Aeneis zang VI

Uit Wikipedia, de vrije encyclopedie

Zang VI van de Aeneis is een bewerking van de tocht door de onderwereld uit HomerusOdyssee, en is van invloed geweest op de christelijke idee van het vagevuur, en later op Freuds droomanalyses. Het stuk bevat meerdere lagen, en laat zich op verschillende manieren analyseren: naar een morele, een filosofische, en een historische dimensie.

Zie vooral[bewerken | brontekst bewerken]

  • Aeneis voor een overzicht van het gehele epos.
  • Aeneas voor een uitvoerige beschrijving van de hoofdpersoon.

Synopsis van zang VI[bewerken | brontekst bewerken]

Toen Aeneas in Cumae aankwam, besloot hij om daar naar de Sibylle te gaan. Hij wist dat de Sibylle hem toegang kon verschaffen tot de Onderwereld. Zij vertelde hem dat hij zijn doel eens zou bereiken, maar dat hij daarvoor een oorlog moest beginnen. Zij adviseerde hem ook om nooit ontmoedigd te worden. Aeneas kondigde toen aan dat hij af zou dalen richting de Onderwereld opdat hij zijn vader kon ontmoeten. De Sibylle ging akkoord en liet hem de weg zien, nadat Aeneas een ritueel had ondergaan. Samen gingen ze naar een plek omgeven door duisternis, waar ze schaduwen van verschillende mythologische monsters ontmoetten. Terwijl ze dieper en dieper afdaalden, werd de rivier de Styx langzaamaan zichtbaar. Terwijl ze verschillende geesten zagen, vertelde de Sibylle hem dat dit de harten van doden waren geweest die niet begraven waren; zij waren verdoemd tot een zwerftocht van honderd jaar, voordat het hun toegestaan zou worden om de rivier over te steken.

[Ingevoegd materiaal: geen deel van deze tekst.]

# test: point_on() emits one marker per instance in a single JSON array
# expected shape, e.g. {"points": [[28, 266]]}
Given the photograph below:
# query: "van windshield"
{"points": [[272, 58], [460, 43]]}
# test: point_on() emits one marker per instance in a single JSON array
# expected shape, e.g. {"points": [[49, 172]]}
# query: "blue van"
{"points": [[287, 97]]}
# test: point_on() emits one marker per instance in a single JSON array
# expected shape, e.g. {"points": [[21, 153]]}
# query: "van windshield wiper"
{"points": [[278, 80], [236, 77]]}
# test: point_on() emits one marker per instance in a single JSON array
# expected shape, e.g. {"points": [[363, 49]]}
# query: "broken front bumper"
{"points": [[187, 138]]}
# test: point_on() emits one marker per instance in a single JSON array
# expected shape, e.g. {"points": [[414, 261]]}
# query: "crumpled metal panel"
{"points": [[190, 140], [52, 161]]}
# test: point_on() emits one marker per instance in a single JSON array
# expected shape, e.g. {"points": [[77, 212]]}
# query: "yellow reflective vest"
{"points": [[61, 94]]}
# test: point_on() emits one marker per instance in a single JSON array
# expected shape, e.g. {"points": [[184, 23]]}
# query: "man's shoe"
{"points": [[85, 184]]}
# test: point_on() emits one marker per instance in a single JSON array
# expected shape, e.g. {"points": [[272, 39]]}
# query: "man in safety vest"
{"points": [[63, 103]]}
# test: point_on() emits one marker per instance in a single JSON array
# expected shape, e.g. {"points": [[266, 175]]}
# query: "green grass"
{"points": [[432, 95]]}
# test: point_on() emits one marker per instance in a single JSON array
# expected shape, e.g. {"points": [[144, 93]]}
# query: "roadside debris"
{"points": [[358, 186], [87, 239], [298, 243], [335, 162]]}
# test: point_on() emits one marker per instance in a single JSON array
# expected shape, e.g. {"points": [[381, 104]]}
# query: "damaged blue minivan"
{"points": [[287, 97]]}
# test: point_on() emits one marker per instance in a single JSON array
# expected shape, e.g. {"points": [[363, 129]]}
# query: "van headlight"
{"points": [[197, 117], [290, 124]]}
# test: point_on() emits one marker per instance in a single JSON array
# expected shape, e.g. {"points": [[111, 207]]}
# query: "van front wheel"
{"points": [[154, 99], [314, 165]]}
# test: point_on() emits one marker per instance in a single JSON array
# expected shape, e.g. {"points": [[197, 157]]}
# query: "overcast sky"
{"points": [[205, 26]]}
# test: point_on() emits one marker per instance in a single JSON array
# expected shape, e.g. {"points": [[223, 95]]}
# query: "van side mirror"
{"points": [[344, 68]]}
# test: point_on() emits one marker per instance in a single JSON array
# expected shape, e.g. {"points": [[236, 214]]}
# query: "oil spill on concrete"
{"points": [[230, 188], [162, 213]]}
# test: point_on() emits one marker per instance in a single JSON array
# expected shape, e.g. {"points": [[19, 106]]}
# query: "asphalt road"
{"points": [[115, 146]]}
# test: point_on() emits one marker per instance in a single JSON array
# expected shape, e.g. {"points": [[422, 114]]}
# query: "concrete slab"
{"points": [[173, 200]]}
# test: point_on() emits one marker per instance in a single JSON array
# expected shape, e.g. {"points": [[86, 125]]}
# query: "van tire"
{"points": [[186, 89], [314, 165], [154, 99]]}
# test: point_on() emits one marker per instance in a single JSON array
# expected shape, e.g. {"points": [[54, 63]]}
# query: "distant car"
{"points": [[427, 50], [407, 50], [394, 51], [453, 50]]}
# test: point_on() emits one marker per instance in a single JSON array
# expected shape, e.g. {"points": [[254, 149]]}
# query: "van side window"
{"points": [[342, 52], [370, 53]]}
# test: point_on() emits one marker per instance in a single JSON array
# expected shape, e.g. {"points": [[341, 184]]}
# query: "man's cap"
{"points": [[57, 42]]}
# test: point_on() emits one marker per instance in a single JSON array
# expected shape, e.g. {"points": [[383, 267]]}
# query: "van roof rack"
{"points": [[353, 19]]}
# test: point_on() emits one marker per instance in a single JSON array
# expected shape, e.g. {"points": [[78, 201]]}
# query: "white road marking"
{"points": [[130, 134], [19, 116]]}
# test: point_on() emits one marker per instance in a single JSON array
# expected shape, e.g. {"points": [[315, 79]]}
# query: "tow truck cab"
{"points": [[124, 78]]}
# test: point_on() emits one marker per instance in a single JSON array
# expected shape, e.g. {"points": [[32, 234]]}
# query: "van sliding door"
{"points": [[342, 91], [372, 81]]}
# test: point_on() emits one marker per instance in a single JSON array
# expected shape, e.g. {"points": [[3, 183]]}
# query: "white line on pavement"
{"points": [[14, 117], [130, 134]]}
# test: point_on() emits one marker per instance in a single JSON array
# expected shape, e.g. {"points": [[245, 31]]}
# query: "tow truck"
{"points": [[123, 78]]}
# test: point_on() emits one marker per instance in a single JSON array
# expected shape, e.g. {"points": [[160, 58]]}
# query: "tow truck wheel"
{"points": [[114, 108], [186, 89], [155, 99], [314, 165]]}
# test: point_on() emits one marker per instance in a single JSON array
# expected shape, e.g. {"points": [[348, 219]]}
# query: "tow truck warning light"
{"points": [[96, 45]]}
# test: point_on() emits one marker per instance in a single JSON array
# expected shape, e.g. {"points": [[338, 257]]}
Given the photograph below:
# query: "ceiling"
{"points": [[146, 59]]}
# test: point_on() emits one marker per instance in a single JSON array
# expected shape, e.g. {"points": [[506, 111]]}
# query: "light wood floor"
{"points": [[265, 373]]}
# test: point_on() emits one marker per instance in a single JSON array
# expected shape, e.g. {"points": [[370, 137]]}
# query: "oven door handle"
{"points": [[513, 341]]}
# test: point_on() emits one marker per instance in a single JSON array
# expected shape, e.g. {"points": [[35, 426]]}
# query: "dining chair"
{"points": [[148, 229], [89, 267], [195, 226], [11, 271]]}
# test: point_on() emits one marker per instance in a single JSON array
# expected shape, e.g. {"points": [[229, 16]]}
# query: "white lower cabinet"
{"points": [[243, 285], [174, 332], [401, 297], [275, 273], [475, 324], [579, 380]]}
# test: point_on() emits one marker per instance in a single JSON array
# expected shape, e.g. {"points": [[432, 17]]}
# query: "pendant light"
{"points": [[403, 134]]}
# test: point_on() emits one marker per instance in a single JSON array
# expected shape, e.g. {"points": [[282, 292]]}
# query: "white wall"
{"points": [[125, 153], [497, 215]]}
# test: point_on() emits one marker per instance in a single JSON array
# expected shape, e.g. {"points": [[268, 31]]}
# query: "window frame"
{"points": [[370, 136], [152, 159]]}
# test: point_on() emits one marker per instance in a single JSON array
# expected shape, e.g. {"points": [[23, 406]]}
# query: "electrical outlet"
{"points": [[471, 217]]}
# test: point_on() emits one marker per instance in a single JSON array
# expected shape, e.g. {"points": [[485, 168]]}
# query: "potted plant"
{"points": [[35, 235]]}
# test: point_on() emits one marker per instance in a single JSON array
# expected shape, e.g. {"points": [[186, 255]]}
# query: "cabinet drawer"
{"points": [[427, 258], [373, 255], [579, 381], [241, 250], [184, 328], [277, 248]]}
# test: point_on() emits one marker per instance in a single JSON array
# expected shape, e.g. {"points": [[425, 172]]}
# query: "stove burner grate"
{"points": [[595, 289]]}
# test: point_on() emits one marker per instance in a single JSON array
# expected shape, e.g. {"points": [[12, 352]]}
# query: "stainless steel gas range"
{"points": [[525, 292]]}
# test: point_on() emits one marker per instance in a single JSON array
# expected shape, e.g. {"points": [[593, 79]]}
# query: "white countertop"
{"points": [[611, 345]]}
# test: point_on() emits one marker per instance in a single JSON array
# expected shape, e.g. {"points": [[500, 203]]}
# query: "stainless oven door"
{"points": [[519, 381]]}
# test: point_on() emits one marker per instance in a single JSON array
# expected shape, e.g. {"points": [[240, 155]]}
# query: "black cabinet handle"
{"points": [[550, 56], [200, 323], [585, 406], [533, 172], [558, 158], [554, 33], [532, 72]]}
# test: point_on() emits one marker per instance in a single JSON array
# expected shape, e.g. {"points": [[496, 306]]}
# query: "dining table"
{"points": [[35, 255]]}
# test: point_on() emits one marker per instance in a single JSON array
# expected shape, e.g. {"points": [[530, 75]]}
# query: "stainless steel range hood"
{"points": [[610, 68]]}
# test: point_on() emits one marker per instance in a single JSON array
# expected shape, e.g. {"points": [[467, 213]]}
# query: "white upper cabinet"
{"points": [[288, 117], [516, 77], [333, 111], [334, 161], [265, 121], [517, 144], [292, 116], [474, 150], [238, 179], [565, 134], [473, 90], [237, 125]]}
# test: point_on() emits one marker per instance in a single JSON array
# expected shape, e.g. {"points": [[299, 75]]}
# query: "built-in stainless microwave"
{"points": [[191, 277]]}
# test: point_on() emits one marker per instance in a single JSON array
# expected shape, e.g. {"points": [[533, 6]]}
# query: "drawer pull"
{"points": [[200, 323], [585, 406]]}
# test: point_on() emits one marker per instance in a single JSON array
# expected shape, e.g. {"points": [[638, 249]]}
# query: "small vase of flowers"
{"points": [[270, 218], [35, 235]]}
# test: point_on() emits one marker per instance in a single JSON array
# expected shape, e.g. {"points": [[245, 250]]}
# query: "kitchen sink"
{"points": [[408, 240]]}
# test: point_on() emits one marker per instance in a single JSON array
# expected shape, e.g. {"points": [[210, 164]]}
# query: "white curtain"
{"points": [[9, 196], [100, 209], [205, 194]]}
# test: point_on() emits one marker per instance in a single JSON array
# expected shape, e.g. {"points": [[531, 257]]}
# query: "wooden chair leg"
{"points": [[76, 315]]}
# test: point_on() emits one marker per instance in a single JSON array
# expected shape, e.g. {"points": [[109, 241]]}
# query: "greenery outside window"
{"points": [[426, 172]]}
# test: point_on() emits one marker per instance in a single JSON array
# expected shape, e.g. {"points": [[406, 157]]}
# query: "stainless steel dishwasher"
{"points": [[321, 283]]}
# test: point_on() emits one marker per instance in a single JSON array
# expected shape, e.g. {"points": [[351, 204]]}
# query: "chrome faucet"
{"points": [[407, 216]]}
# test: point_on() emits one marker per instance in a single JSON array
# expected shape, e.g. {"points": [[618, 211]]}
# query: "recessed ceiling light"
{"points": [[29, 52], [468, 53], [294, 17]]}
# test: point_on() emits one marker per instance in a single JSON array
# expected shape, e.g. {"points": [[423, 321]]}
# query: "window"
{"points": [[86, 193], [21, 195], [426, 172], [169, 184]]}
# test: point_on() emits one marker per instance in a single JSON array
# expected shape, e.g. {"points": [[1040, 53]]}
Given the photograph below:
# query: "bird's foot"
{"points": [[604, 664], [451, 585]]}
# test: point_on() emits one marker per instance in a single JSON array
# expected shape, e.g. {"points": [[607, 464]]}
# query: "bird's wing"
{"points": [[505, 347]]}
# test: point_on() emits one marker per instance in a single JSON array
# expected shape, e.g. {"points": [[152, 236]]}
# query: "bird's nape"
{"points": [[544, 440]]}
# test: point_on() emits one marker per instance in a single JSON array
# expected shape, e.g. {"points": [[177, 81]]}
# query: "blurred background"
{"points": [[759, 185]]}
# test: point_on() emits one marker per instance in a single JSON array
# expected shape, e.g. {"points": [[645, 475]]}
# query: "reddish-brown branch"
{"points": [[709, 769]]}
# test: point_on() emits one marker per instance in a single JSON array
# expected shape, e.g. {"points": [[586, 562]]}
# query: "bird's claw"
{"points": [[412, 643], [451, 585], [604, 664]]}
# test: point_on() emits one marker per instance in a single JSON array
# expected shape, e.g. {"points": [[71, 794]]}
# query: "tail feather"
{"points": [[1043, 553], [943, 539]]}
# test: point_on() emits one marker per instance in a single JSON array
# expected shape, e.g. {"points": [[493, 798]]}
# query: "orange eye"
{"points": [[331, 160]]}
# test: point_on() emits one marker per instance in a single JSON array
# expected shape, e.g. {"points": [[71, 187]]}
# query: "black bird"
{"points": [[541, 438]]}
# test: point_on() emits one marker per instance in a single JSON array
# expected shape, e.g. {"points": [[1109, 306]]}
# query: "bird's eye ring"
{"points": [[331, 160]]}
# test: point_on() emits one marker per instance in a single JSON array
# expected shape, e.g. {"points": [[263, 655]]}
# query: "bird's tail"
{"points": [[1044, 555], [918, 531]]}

Aeneas zag Palinurus, de stuurman die onlangs op de vaart uit Libye van het achterschip was gevallen en verdronken in zee. Palinurus vroeg Sybille op zijn beurt of hij met hen mee kon gaan naar de Onderwereld, zodat hij niet voor honderd jaar moest zwerven aan de oever van de Styx. De Sibylle weigerde maar stelde Palinurus gerust door te zeggen dat zijn gebeente met offers vereerd zal worden en dat de naam Palinurus eeuwig bewaard zal blijven in het gebied waar hij stierf, de Kaap Palinuro.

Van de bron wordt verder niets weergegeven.